Show HN: I built an LLM comment detector for HN (I got banned)

4 points by umairnadeem123 3 months ago · 6 comments · 2 min read

Got banned from HN a few days ago for LLM posting. i honestly deserved it. 100+ comments in a few days, that's just abusive.

I have RSI so I use voice and LLM to type. Dictate my thoughts, model shapes the sentences. I got lazy about where the line was and automated too much.

After getting unbanned I went through all the comments dang has flagged for LLM posting over the years(https://hn.algolia.com/?dateRange=all&page=0&prefix=true&que...) and looked for patterns. Some are obvious, some surprised me:

- curly/typographic quotes (“ ” instead of " ") or even ’ vs ' (that’s is LLM, that's is human)

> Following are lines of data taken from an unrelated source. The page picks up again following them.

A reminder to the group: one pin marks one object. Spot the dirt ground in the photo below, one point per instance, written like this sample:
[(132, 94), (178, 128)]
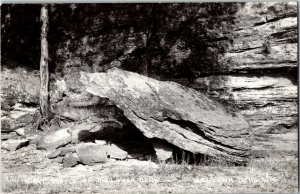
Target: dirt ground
[(29, 171)]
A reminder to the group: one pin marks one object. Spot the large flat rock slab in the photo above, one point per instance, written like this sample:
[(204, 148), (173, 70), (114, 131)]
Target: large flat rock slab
[(169, 111)]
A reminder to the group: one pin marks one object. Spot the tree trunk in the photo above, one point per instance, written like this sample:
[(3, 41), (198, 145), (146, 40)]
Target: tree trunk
[(44, 70), (152, 39)]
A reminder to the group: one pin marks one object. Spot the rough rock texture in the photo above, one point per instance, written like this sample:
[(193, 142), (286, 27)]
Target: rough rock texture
[(169, 111), (13, 145), (253, 40), (90, 153), (163, 152), (54, 140), (20, 116), (266, 102), (70, 160), (115, 152)]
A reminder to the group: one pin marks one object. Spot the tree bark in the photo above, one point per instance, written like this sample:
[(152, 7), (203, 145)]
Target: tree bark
[(44, 69), (152, 39)]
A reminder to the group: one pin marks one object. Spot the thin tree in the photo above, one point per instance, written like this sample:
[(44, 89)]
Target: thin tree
[(44, 70)]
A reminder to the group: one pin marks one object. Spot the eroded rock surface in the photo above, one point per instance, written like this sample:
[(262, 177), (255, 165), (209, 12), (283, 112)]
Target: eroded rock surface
[(182, 116), (54, 140)]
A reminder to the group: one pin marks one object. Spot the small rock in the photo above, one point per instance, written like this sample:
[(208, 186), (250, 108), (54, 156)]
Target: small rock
[(58, 160), (54, 140), (21, 132), (13, 145), (6, 136), (115, 152), (70, 160), (54, 154), (91, 153), (33, 139), (163, 151), (100, 142), (64, 151)]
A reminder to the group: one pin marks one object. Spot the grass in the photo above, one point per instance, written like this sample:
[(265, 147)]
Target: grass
[(276, 172), (261, 175)]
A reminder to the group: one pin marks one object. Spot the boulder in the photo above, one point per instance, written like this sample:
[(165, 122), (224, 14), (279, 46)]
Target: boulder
[(13, 145), (100, 142), (163, 151), (113, 151), (70, 160), (180, 115), (58, 160), (54, 140), (54, 153), (91, 153)]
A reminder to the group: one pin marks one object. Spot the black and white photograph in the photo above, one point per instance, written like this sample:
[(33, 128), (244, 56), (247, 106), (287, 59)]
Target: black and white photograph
[(149, 97)]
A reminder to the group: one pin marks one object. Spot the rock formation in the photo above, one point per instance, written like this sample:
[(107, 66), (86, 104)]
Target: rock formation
[(169, 111)]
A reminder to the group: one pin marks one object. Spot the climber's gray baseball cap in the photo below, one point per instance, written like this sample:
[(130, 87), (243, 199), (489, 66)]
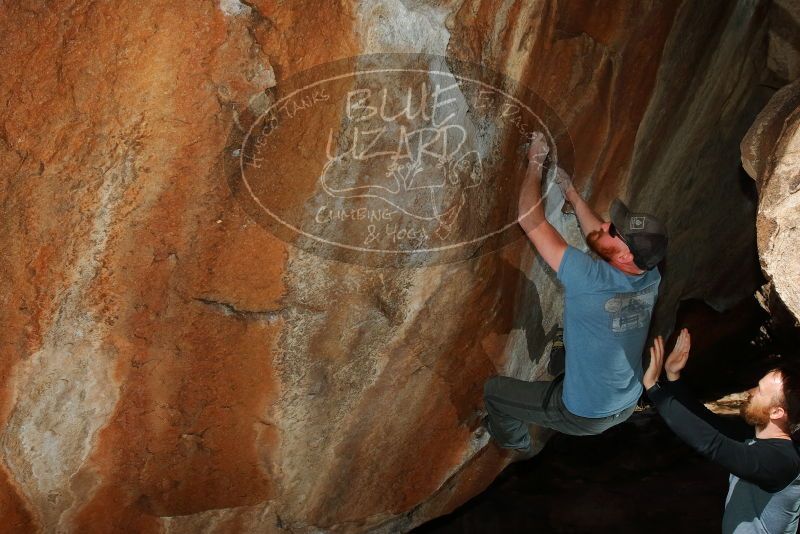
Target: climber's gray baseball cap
[(645, 235)]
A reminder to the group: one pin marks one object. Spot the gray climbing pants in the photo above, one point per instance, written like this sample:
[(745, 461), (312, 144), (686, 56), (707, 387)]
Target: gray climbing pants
[(512, 404)]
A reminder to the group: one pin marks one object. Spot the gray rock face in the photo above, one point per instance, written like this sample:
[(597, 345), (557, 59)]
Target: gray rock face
[(771, 155)]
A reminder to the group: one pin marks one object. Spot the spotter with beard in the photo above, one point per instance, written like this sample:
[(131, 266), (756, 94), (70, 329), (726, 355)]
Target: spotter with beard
[(757, 449), (608, 303)]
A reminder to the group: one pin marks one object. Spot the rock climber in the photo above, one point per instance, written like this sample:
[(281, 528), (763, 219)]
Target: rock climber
[(764, 483), (608, 303)]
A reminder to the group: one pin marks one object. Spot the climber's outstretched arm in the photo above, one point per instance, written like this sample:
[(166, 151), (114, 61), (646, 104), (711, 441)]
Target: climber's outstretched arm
[(588, 219), (545, 238)]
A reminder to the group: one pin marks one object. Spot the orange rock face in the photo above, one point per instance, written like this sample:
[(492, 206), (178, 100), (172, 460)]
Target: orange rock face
[(173, 363)]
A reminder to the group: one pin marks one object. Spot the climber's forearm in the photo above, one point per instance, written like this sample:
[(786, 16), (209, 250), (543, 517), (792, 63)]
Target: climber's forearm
[(545, 238), (588, 219)]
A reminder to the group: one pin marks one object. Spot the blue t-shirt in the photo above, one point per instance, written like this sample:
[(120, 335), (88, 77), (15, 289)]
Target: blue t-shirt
[(606, 318)]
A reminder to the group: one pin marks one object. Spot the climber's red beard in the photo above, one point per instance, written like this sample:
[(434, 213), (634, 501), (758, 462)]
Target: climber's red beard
[(754, 414)]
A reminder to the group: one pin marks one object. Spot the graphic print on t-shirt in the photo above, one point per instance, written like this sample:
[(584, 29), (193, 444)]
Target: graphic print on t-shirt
[(629, 311)]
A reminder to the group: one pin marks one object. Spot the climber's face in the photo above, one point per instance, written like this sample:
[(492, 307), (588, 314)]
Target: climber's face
[(764, 402), (606, 245)]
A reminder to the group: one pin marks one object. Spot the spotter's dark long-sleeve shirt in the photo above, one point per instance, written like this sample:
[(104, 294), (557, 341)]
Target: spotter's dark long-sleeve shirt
[(764, 490)]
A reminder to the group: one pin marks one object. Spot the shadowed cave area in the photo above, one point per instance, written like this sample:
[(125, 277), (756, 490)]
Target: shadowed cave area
[(259, 257)]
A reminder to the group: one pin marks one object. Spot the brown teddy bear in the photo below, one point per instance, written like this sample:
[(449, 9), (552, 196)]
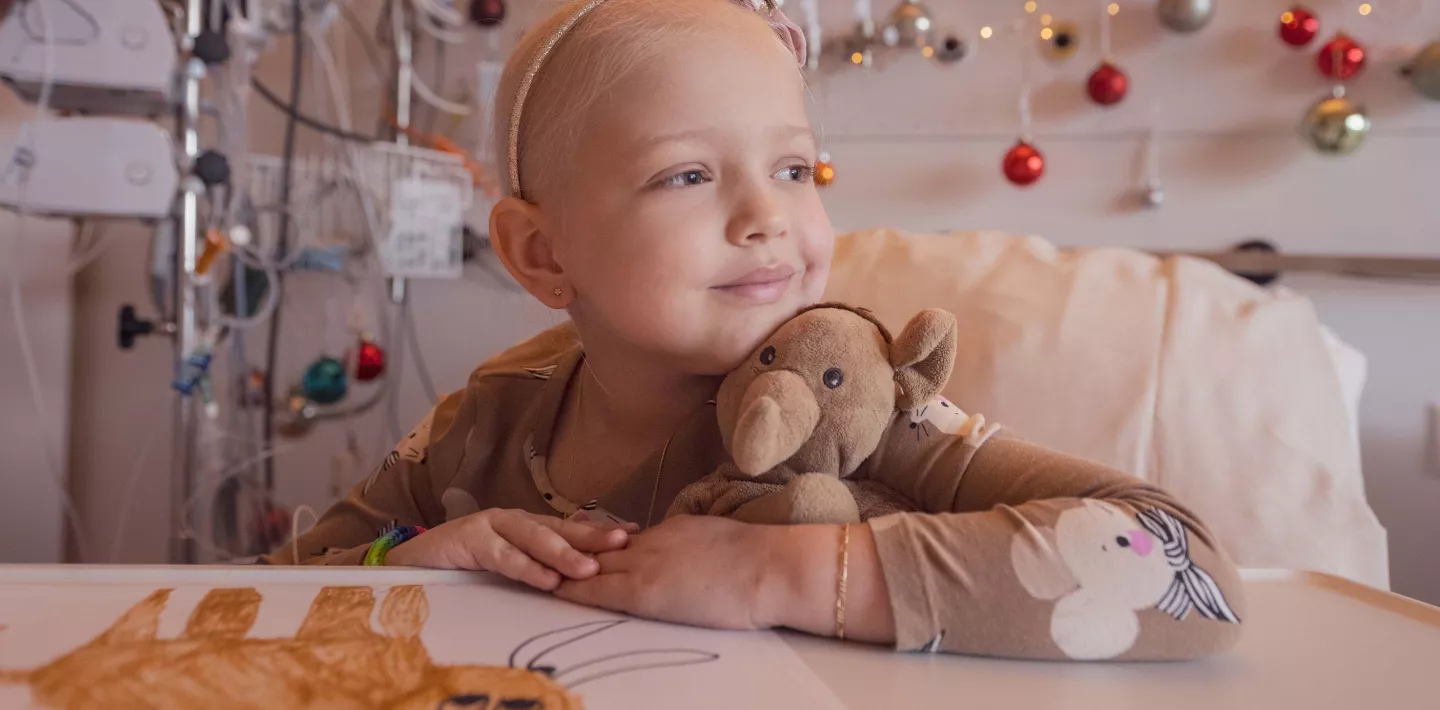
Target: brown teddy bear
[(810, 406)]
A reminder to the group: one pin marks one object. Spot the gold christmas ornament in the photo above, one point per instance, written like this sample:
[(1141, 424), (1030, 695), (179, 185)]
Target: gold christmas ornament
[(1335, 126), (297, 416), (909, 25), (824, 170)]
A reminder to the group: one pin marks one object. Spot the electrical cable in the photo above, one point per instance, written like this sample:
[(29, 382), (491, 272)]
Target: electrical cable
[(128, 496), (370, 49), (421, 366), (282, 238), (416, 84), (306, 120), (18, 297)]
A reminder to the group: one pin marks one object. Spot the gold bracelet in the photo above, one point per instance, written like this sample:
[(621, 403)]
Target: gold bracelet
[(841, 578)]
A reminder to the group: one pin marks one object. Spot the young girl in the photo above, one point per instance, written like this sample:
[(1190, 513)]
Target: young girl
[(660, 170)]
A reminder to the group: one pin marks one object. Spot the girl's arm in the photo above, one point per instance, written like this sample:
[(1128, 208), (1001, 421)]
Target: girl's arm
[(1037, 555), (398, 493)]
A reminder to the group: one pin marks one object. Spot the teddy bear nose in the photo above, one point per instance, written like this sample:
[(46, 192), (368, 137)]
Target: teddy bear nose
[(1138, 540)]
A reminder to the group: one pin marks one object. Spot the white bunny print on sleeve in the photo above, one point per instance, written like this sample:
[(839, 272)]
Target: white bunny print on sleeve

- humans typing in a browser text box produce straight ASCII. finding curly quotes in a plain HN comment means the text was generated elsewhere and pasted in

- exactly 3 paragraphs of 1-2 sentences each - extremely common LLM output shape

- examples always come in threes - "for example, X, Y, and Z"

- → arrows and — em dashes (sometimes replaced with - en dashes to evade detection)

- overly sycophantic openers - "great point", "this is really interesting" before saying anything

- fake personal framing - "in practice I've found..." immediately followed by a generic claim

Built a detector around these + some heavier signals (TF-IDF cosine similarity across a user's comment history, optional Anthropic/OpenAI LLM pass). You can paste any HN comment URL/ID or just raw text and see what fires

I ran my own banned comments through it. They score 70-85. Sounds about right.

https://hn-bot-detector.vercel.app/

gh: https://github.com/umairnadeem/hn-bot-detector

I wrote this post myself btw

cd4761 3 months ago

Curly quotes as a signal is clever — it's not about the content being "AI-like", it's about the text never having touched a browser text box. Simple but hard to fake.

umairnadeem123OP 3 months ago

something deeply ironic about this.
- cd4761 3 months ago
  
  Ha — I'll take that as a compliment on my prose style.
  - umairnadeem123OP 3 months ago
    
    honestly the best way to beat my detector is to just write worse

Aeglaecia 3 months ago

cant believe i never noticed the quote thing before. tis a mere a matter of time before these tropes become redundant , but for the moment they are very useful to memorize. thank you for sharing.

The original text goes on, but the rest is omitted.